County mulls surplus property sale
Decatur County, which faced a budget crisis earlier this year in part due to a decrease in property tax revenue, will likely use a novel approach to getting some property back on its tax rolls.
Bainbridge attorney Jim Conger addressed the Board of County Commissioners on Tuesday morning with his advice on how the county could sell its surplus property through fairly quick legal proceedings.
The county owns 220 properties altogether, including some that are actively used, such as Potter Street Elementary, the Decatur County Courthouse and its associated annex, county government offices, the Sheriff’s Office and Jail, the Industrial Air Park and the County Work Farm, according to Barbara Parsons, administrative assistant to County Administrator Tom Patton.
The problem is that among those 220 properties are about 100 unused properties the county acquired through tax sales when their previous owners failed to pay property taxes on them, according to Conger and Parsons.

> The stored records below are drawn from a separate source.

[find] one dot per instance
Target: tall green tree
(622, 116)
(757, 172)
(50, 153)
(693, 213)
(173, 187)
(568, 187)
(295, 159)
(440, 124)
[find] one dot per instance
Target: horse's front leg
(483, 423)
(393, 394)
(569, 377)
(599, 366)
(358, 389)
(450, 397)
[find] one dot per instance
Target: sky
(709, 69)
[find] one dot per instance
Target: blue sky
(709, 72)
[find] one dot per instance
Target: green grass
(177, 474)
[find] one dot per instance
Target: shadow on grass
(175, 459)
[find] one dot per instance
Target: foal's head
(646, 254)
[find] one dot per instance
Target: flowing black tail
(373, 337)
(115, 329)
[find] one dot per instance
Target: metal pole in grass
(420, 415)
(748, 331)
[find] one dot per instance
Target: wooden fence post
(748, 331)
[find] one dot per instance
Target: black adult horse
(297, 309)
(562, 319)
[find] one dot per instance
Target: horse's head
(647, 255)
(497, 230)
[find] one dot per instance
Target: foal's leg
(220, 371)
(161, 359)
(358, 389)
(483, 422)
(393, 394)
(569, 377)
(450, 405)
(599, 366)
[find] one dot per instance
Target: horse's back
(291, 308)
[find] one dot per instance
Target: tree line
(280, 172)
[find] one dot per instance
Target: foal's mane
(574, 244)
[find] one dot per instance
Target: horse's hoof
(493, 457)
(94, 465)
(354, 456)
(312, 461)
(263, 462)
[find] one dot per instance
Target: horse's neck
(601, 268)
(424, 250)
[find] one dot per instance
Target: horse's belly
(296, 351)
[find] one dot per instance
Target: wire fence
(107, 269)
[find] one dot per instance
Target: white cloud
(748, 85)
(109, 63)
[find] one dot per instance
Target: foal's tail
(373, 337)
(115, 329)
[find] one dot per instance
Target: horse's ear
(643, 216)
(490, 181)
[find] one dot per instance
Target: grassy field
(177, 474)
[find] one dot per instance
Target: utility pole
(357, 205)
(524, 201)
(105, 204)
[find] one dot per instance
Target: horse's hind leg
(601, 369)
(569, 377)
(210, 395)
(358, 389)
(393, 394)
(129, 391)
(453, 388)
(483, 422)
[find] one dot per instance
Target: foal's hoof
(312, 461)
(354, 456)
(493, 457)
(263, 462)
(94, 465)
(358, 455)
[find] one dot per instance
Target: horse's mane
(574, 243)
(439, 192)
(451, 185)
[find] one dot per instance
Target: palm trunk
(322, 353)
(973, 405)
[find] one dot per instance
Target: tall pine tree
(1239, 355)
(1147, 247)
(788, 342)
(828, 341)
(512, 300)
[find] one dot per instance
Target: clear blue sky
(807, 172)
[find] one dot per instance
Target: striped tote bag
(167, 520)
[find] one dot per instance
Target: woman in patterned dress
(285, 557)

Those range from oft-overgrown vacant lots to small, oddly shaped slices of land that could never be developed under compliance with local and state laws, Conger said.
Conger said the unfortunate economic reality is that if the county attempted to divest itself of the unneeded properties through a traditional auction conducted by the Sheriff on the county courthouse steps, not many people would be willing to pay what the properties are actually worth.
“It’s not really my bailiwick, but if I were a commissioner, I would sell them at whatever price I could get for them to get them off our books and have them start generating revenue for the county,” Conger said.
A different way of selling?
Therefore, Conger suggested county commissioners could opt to sell them through a sealed bid process in which no one who placed an offer would know how many offers were made or what their amounts were. He said that in his experience, doing so could encourage potential buyers to “use a sharper pencil” and place a more serious bid than they might otherwise at a public auction. To protect itself from bids that were too low, the legal advertisement of the property sales could state that the county would have the right to accept or reject any bids it receives.
A cursory look at some of the tax deeds the county owns showed some of them were acquired in the early 20th century; others were forfeited by their owner, bought back from the county and then forfeited again, according to Conger. It would be difficult and time-consuming to research and ensure whether anyone had any legal claim to each property under Georgia law, which allows for a period of time during which they can be bought back.
Therefore, the county would issue quick claim deeds, instead of issuing more complete ownership in the form of fee simple titles, Conger said. In addition, he said the advertisement could state that no legal advice was being offered and that all sales would be final.
Conger also offered commissioners the text of a sample resolution, which in part includes the suggested text of allowing county officials and their agents to package the properties for sale in bundles and not necessarily all at once. Conger said the procedure could also help maximize the proceeds from the property sales.
County commissioners went through a difficult process developing their current fiscal year budget in part because they had to offset a significant loss in revenue due to Georgia’s new, broader forestry conservation tax exemption.